Este blogue é dedicado a apresentar e a discutir temas de Filosofia Social e Positivismo, o que inclui Sociologia e Política. Bem-vindo e boas leituras; aguardo seus comentários! Meu lattes: http://lattes.cnpq.br/7429958414421167. Pode-se reproduzir livremente as postagens, desde que citada a fonte.
14 agosto 2024
23 novembro 2022
Anotações sobre o amor
- Talvez mais que qualquer outro tema no âmbito do Positivismo, é muito difícil esgotar as reflexões que se pode fazer a respeito do amor; assim, estas anotações são apenas alguns comentários iniciais
- Muitas palavras no Positivismo têm uma forte carga semântica, no sentido da polissemia; o amor é exemplar a respeito:
o Bondade
o Altruísmo
o Sentimentos
- É o primado do amor que realmente permite ao Positivismo ser a Religião da Humanidade:
o O amor preside os sentimentos; os sentimentos, por seu turno, são o início e o fim da existência humana
o O amor permite ao Positivismo instituir o estado religioso e também a síntese
o O amor é a condição verdadeira e profunda de disciplinamento do egoísmo e, portanto, de solução do problema humano
o Desde o seu início o Positivismo é antiacademicista; mas é o amor que estabelece o anticientificismo e até o relativismo
o Por outro lado, o amor exige sempre a orientação da inteligência, seja para não se degradar em misticismo, seja para não se perder na realidade:
§ “Agir por afeição e pensar para agir”
§ “A inteligência é ministra do coração, não sua escrava”
o O símbolo máximo do amor no Positivismo é a própria figura da Humanidade, que, não por acaso, é mulher e é mãe
- Assim, o amor de Augusto Comte por Clotilde de Vaux não pode ser entendido como a mera paixão extemporânea de um homem mal amado de meia idade por u’a moça igualmente mal amada: essa forma de apresentar a questão, além de grosseira, é superficial e injusta para com os dois amantes
o Os sentimentos de Comte por Clotilde eram em tudo respeitosos e dignos e, por isso, paulatinamente passaram a ser correspondidos por Clotilde
o Acima de tudo, como o próprio Comte reconhecia, e como Teixeira Mendes repetia sem cessar, foi o amor por Clotilde que deu a Comte o impulso e a orientação de que precisava para realmente concluir e realizar a obra de sua vida, ou seja, a Religião da Humanidade
§ Em outras palavras, a Religião da Humanidade é o fruto direto do amor
- Existem vários instintos afetivos altruístas: apego, veneração e bondade
o Apego: relações entre iguais (vínculo entre irmãos, entre coetâneos, entre compatriotas, entre cônjuges)

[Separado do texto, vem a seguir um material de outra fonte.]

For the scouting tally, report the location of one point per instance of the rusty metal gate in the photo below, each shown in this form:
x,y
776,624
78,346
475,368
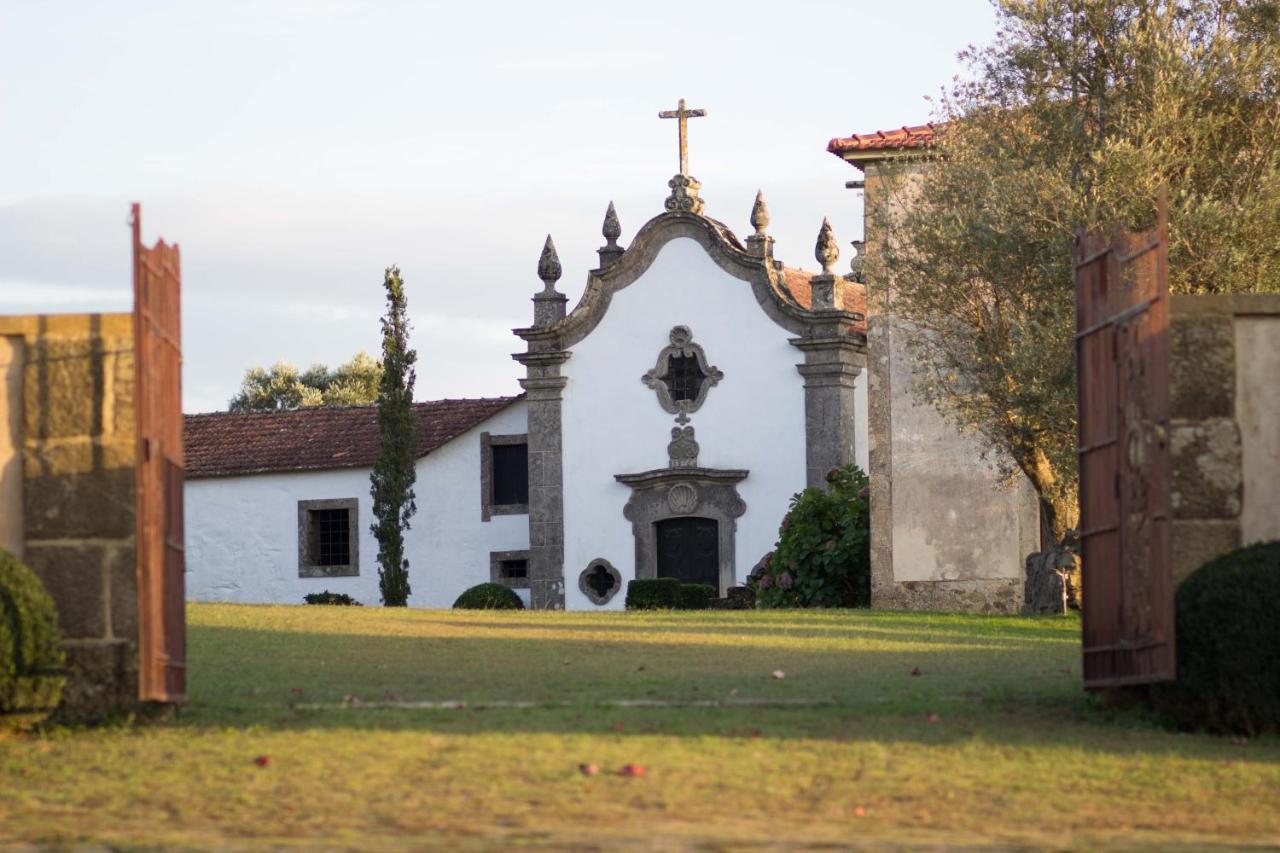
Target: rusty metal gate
x,y
1121,349
158,364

o Veneração: relação afetiva do inferior, do mais novo e do mais fraco para com o superior, com o mais velho e com o mais forte
o Bondade: relação afetiva do superior, do mais velho e do mais forte para com o inferior, com o mais novo e com o mais fraco – é o “amor” propriamente dito
- O que se opõe ao amor, no Positivismo, é o egoísmo, não o ódio
o O egoísmo é natural e tem que ser disciplinado
o O ódio, embora seja um sentimento (negativo) possível, é eminentemente destruidor
§ Para ser eficaz, o amor tem que ser positivo: “só o amor constrói”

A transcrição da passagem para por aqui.